Within Goergen Hall, two other University graduates who have made significant impact in the field of optics are recognized. The centerpiece Munnerlyn Atrium is named in honor of Charles R. Munnerlyn, who earned his doctoral degree from The Institute of Optics in 1969 and is one of the founders of laser vision correction. A University trustee, Munnerlyn changed the world's concept of vision testing when he designed the first digital device for automatically determining refractive errors in the human eye.

Sloan Auditorium, the 150-seat main lecture hall with extensive video, audio, and networking capabilities, is named for Thomas R. Sloan, who received his bachelor's and master's degrees in optics at Rochester in 1965 and 1967, respectively. The former chairman of Essilor Laboratories, the largest optical laboratory network in the United States, Sloan spent his career in optics for vision correction. In recent years, he has helped launch health-related startup companies.
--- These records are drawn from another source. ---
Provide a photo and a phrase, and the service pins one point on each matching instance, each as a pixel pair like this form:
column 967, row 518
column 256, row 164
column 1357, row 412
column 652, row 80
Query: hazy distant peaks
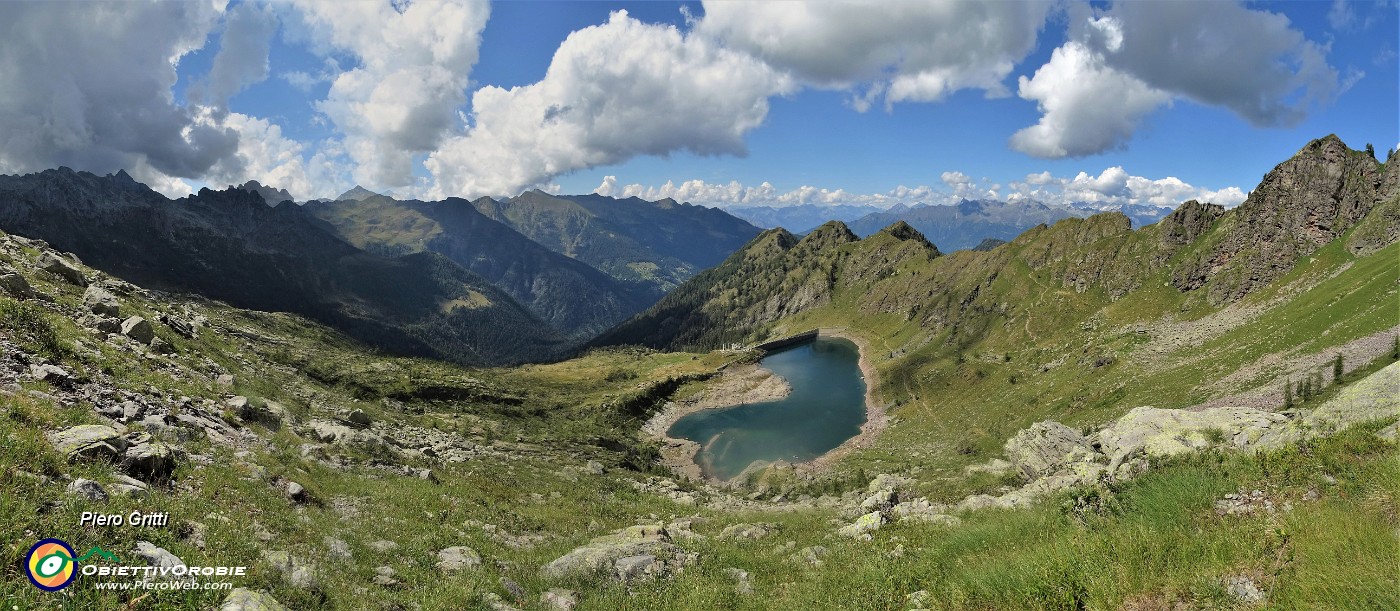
column 357, row 194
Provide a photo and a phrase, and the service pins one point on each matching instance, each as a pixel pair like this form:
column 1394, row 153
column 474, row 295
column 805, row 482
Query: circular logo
column 51, row 565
The building's design by architects Perkins+Will of Boston gives biomedical engineering and optics dedicated spaces yet keeps Goergen Hall airy and light-filled with its many walls of glass. University Architect Paul Tankel was instrumental in making Goergen Hall the first campus building that adheres to many of the standards set by the Leadership in Energy and Environmental Design program of the U.S. Green Building Council.

During construction, for example, approximately 70 percent of the building's waste was recycled. More than 85 percent of the regularly occupied spaces have natural light and so reduce the need for artificial lighting; outdoors, a bioretention basin controls runoff and adds green space at the entrance.

Dedication events on May 17 will include a symposium with faculty researchers, guest speakers, a ribbon-cutting ceremony, and tours with interactive demonstrations.